Can you tell me what exactly does the u after a number, for example:

#define NAME_DEFINE 1u 

Answer 1

A decimal literal in the code (rules for octal and hexadecimal literals are different, see https://en.cppreference.com/w/c/language/integer_constant) has one of the types int, long or long long. From these, the compiler has to choose the smallest type that is large enough to hold the value. Note that the types char, signed char and short are not considered. For example:

0 // this is a zero of type int
32767 // type int
32768 // could be int or long: On systems with 16 bit integers
      // the type will be long, because the value does not fit in an int there.

If you add a u suffix to such a number (a capital U will also do), the compiler will instead have to choose the smallest type from unsigned int, unsigned long and unsigned long long. For example:

0u // a zero of type unsigned int
32768u // type unsigned int: always fits into an unsigned int
100000u // unsigned int or unsigned long

The last example can be used to show the difference to a cast:

100000u // always 100000, but may be unsigned int or unsigned long
(unsigned int)100000 // always unsigned int, but not always 100000
                     // (e.g. if int has only 16 bit)

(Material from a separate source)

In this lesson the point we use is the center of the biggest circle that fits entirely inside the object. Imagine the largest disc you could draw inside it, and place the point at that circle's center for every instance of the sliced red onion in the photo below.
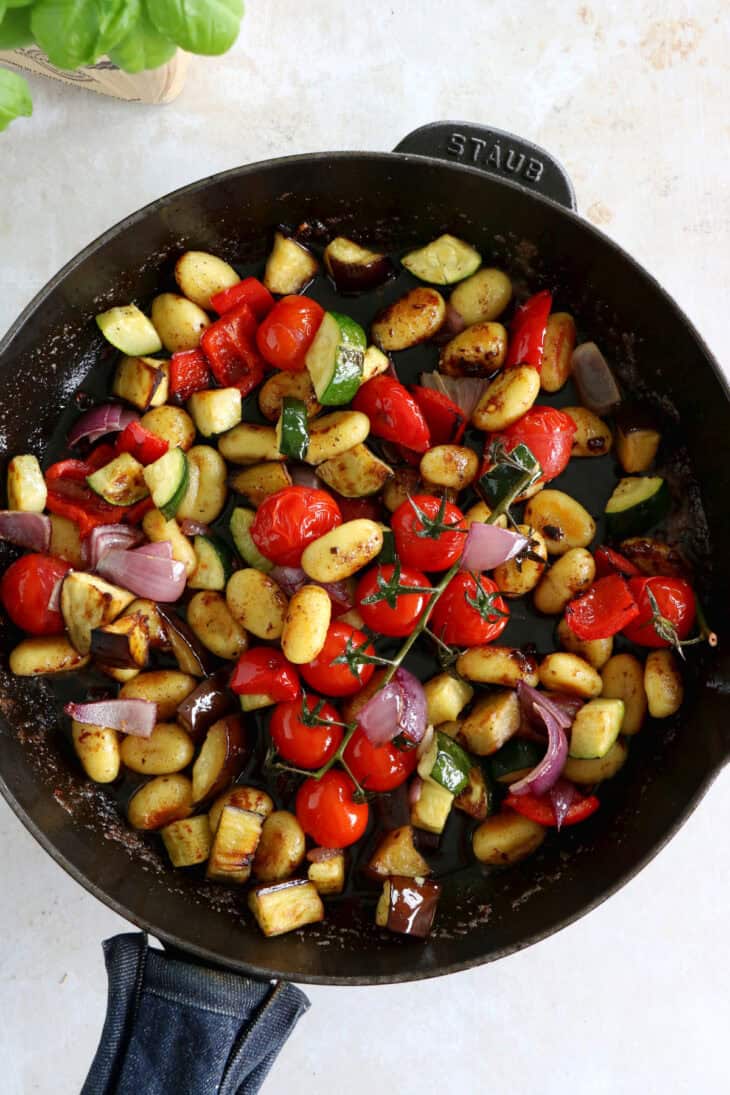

On a side note: There are situations, where adding a u suffix is the right thing to ensure correctness of computations, as Lundin's answer demonstrates. However, there are also coding guidelines that strictly forbid mixing of signed and unsigned types, even to the extent that the following statement

unsigned int x = 0;

is classified as non-conforming and has to be written as

unsigned int x = 0u;

This can lead to a situation where developers that deal a lot with unsigned values develop the habit of adding u suffixes to literals everywhere. But, be aware that changing signedness can lead to different behavior in various contexts, for example:

(x > 0)

can (depending on the type of x) mean something different than

(x > 0u)

Luckily, the compiler / code checker will typically warn you about suspicious cases. Nevertheless, adding a u suffix should be done with consideration.

Answer 2

Integer literals like 1 in C code are always of the type int. int is the same thing as signed int. One adds u or U (equivalent) to the literal to ensure it is unsigned int, to prevent various unexpected bugs and strange behavior.

One example of such a bug:

On a 16-bit machine where int is 16 bits, this expression will result in a negative value:

long x = 30000 + 30000;

Both 30000 literals are int, and since both operands are int, the result will be int. A 16-bit signed int can only contain values up to 32767, so it will overflow. x will get a strange, negative value because of this, rather than 60000 as expected.

The code

long x = 30000u + 30000u;

will however behave as expected.

Answer 3

It is a way of telling the compiler that the constant 1 is meant to be used as an unsigned integer. Some compilers assume that any number without a suffix like 'u' is of int type. To avoid this confusion, it is recommended to use a suffix like 'u' when using a constant as an unsigned integer. Other similar suffixes also exist. For example, for float 'f' is used.

Answer 4

it means "unsigned int", basically it functions like a cast to make sure that numeric constants are converted to the appropriate type at compile-time.

Answer 5

It is a way to define unsigned literal integer constants.